The deal is expected to create the conditions for the development of an industrial base that can double the EU’s global market share in semiconductors from 10% to at least 20% by 2030. However, that number has been contested.
"This agreement is of utmost importance for the green and digital transition while securing the EU’s resilience in turbulent times. The new rules represent a real revolution for Europe in the key sector of semiconductors. A swift implementation of today’s agreement will transform; our dependency into market leadership; our vulnerability into sovereignty; our expenditure into investment. The Chips act puts Europe in the first line of cutting-edge technologies which are essential for our green and digital transitions," says Ebba Busch, Swedish Minister for Energy, Business and Industry and Deputy Prime Minister in a press release.

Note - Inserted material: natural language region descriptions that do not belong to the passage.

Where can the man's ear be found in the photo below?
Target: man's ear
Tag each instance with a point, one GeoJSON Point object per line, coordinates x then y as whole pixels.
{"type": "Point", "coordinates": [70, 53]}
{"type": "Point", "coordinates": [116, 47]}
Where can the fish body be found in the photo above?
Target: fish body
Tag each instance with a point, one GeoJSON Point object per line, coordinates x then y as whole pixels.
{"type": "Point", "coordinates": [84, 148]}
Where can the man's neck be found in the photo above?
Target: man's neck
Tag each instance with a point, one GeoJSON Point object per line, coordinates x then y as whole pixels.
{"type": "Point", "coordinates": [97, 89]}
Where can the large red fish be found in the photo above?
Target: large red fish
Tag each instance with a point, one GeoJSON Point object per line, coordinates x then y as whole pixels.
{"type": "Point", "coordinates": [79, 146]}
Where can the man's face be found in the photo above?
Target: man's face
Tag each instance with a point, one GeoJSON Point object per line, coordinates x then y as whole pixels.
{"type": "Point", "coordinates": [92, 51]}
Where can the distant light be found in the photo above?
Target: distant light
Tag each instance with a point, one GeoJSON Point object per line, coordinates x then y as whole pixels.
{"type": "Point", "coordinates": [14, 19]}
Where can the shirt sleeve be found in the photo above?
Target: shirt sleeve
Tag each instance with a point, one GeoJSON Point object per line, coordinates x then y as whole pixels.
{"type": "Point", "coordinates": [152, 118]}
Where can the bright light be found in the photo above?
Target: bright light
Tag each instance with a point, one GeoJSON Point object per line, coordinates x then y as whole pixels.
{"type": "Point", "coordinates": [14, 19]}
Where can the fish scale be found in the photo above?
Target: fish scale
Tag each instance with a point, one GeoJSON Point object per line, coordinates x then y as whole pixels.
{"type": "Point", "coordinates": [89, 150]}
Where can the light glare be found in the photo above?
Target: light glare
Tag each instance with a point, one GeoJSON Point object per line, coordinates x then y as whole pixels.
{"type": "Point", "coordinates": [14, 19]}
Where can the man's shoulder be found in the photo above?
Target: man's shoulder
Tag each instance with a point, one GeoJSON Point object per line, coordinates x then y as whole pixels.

The Commission proposed three main lines of action, or pillars, to achieve the Chips’ Act objectives. The first pillar is the “Chips for Europe Initiative”, to support large-scale technological capacity building. The second is a framework to ensure security of supply and resilience by attracting investment. The third is to set up a Monitoring and Crisis Response system to anticipate supply shortages and provide responses in case of crisis.
The Chips for Europe Initiative is expected to mobilise EUR 43 billion in public and private investments, with EUR 3,3 billion coming from the EU budget. These actions will be primarily implemented through a "Chips Joint Undertaking", a public-private partnership involving the Union, the member states and the private sector.
The EU Chips Act has previously received criticism for its focus on so-called "First-of-a-kind" facilities. The final compromise has now widened the scope of ‘First-of-a-kind’ facilities to include those producing equipment used in semiconductor manufacturing.